# QE2 launch.



## jeffs (Nov 22, 2011)

Reading an article on the QE2, it listed the launch on the Clyde as being in September 1967.
I sailed down the Clyde on my first ship (City of Hereford) in February/March 1967 and I thought I remembered the QE2 being alongside the fit-out berth (still with no funnels) at that time. Can anyone throw more light on the subject?

Thanks

JeffS


----------



## gdynia (Nov 3, 2005)

Jeffs please find

http://news.bbc.co.uk/onthisday/hi/dates/stories/september/20/newsid_3075000/3075555.stm


----------



## Stephen J. Card (Nov 5, 2006)

The launch was definitely September 1967.


----------



## jeffs (Nov 22, 2011)

Thanks everyone. She was obviously still on the chocks when I went past. 
My memory has tricked me and I ve been telling fibs about it for years.

Cheers


----------



## R396040 (Sep 30, 2008)

jeffs said:


> Thanks everyone. She was obviously still on the chocks when I went past.
> My memory has tricked me and I ve been telling fibs about it for years.
> 
> Cheers


I was having a sort out the other day and found two newspapers describing launch etc of QE2 and the next days when the Scottish public were apparemtly up in arms because of the name given to the ship . Sounded like the name was unexpected/ I was with Cunard cargo ships at the time but memories like yours a bit hit & miss,
Stuart


----------



## Scurdie (Aug 6, 2009)

Yes, the Scottish public were indeed up in arms. Our present Queen Elizabeth is 2nd of England, but 1st of Great Britain (including Scotland), because of course Good Queen Bess was an English queen. The Scots took it as an insult that a Scottish-built ship was given the Queen's English title. They had to be soothed by assurances that the "2" meant the second ship of that name, not the Queen herself.


----------



## tom e kelso (May 1, 2005)

Referring to the QE2 launch, my late father who at the time was a Secondary School master in a pretty "deprived" shipbuilding area of Glasgow referred to a substantial class absence on the day that the Queen Mary was launched (1934?). The next day, lining up the absentees of the previous day, he quizzed them as to how many funnels the QM had....not one of the "miscreants" replied "none" ......"three being the concensus reply!!!


----------



## tom e kelso (May 1, 2005)

I should have mentioned that the "absentees" had all claimed that they had been to the launch of the QM at Clydebank !


----------



## andybogle (Apr 24, 2012)

At the launch the Queen actually said "I name this ship Queen Elizabeth 2".


----------



## gordy (Apr 18, 2008)

andybogle said:


> At the launch the Queen actually said "I name this ship Queen Elizabeth 2".
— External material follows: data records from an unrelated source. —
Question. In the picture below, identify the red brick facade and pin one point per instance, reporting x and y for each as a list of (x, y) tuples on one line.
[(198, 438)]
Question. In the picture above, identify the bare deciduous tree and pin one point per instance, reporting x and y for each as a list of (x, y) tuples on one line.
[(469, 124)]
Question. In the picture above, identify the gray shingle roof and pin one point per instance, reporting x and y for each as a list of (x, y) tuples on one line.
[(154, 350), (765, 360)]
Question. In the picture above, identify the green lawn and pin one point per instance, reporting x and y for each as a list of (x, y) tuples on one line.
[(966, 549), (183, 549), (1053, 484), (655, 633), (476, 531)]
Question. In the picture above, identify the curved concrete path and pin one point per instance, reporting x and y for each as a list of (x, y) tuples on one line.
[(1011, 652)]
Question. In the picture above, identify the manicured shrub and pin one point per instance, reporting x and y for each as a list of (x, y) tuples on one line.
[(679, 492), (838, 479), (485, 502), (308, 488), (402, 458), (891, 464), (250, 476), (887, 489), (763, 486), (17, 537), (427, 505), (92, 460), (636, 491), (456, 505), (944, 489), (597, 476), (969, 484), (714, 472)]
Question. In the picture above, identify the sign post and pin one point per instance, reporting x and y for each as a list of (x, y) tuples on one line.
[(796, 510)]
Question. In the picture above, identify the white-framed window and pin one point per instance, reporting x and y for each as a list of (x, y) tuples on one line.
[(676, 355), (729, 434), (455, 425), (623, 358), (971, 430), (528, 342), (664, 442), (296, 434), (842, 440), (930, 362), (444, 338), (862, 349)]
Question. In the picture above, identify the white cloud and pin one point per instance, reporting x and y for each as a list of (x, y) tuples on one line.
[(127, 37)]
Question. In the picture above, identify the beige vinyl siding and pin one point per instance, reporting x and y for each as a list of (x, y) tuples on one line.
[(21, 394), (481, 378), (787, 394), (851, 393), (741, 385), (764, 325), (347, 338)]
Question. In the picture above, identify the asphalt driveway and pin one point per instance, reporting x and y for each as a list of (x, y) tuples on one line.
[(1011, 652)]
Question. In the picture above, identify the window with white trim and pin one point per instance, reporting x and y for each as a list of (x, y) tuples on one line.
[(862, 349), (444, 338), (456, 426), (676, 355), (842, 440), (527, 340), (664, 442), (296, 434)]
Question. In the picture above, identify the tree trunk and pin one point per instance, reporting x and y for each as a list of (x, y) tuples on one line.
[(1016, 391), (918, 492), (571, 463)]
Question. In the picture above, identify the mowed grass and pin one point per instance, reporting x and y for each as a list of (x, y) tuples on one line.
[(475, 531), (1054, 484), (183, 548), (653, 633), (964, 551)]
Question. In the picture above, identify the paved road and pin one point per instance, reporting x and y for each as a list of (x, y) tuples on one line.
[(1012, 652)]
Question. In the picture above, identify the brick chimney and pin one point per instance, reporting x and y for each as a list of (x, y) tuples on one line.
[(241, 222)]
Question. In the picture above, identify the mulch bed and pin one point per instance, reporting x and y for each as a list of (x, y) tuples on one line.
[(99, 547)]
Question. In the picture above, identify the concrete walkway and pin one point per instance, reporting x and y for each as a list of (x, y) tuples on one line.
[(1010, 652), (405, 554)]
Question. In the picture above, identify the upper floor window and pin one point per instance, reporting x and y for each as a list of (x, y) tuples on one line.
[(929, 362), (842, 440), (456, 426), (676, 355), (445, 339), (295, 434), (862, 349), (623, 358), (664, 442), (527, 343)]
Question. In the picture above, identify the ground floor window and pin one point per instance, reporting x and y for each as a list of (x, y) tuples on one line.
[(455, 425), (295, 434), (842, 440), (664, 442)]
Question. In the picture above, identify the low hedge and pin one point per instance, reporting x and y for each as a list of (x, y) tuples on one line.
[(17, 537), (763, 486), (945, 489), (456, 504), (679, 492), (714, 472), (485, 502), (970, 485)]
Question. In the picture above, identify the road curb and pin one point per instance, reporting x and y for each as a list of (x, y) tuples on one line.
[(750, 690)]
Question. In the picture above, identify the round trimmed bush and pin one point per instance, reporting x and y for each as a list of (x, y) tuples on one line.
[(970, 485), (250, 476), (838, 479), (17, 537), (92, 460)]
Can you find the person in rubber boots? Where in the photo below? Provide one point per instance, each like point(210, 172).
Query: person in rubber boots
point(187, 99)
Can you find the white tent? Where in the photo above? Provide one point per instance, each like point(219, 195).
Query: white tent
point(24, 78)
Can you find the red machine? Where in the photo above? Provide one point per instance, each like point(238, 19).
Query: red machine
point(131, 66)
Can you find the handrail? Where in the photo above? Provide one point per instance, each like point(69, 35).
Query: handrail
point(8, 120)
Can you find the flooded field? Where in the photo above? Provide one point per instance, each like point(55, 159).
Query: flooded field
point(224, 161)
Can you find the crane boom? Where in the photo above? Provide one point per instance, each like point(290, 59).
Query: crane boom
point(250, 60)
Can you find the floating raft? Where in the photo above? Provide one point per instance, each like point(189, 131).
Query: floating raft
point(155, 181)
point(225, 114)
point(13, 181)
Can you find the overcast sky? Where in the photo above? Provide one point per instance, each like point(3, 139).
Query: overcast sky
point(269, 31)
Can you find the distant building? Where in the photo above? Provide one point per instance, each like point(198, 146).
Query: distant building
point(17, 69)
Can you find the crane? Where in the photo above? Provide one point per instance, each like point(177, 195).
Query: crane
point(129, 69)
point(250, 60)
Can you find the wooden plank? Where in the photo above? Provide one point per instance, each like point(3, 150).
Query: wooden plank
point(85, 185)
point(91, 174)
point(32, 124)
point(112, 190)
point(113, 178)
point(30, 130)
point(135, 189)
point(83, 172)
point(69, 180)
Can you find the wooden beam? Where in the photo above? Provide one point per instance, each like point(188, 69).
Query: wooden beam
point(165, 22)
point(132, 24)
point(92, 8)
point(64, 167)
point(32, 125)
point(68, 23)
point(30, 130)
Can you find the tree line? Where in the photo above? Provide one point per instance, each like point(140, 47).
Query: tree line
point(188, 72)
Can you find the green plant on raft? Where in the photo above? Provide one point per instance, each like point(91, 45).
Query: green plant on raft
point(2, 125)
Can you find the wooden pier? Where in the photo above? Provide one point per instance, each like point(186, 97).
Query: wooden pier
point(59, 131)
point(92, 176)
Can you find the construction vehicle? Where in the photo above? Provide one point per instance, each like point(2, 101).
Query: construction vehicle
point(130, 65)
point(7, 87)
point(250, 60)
And the reaction from the crowd was a stunned silence, no cheering, now edited out of any film of the event. 
The yard manager, (Willie Rennie?) frantically waving his bowler hat about to try to encourage the crowd is a favourite comedy scene of mine.

My dad had tickets for the launch, but my Republican tendencies were building and I volunteered to stay at home and look after the dog!(Jester)


----------



## chadburn (Jun 2, 2008)

andybogle said:


> At the launch the Queen actually said "I name this ship Queen Elizabeth 2".


I think she meant Queen Elizabeth too(LOL)


----------